Could Waymo become the primary systems supplier to automakers in the future?
That's the question as Google's self-driving subsidiary continues its march toward a future dominated by fully autonomous vehicles. The point was underscored this week as Nikkei reported that the Nissan-Renault-Mitsubishi Motors alliance plans to rely on Waymo for their future self-driving cars.
Essentially, it means the alliance--which sold nearly 11 million autos worldwide last year--would lean on Google to supply the self-driving systems for its vehicles, making Waymo one of if not the biggest so-called tier-one supplier to the auto industry (depending on your view about how quickly we get to an autonomous future). Waymo has been deploying this strategy at a steady but prudent pace. It already is working with Jaguar and FCA (a.k.a. Fiat Chrysler) on electric vehicles and minivans, respectively.
Waymo has also been clocking in more miles and building more experience in autonomous vehicle technology than any other company. It's an important distinction as the industry realizes that virtual miles don't count and algorithms (a.k.a. by the misnomer AI or artificial intelligence) will only help you achieve a certain (but not sufficient) level of safety.
Money is the other intractable factor. Some analysts have estimated that several trillion dollars will have to be invested over the next 15 years to make self-driving vehicles a reality. With sums like that, automakers will need friends.

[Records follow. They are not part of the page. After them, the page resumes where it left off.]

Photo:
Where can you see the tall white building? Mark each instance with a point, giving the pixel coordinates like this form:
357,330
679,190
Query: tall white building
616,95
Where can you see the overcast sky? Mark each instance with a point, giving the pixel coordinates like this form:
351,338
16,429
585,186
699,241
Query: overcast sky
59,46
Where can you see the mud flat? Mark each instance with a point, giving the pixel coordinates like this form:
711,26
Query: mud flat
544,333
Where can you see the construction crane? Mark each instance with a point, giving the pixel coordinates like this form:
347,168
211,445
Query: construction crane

The Nissan and Waymo partnership is expected to be announced this spring. Meanwhile, other automakers have been looking closely at companies like Aptiv (formerly Delphi) as a potential supplier, upon which they would load their own additional layer of software. Still, the big X factor in autonomous and electric vehicles remains China. With a bottomless market and the ability to regulate where others fear to tread, China could pick a de facto self-driving winner faster than you can say Baidu.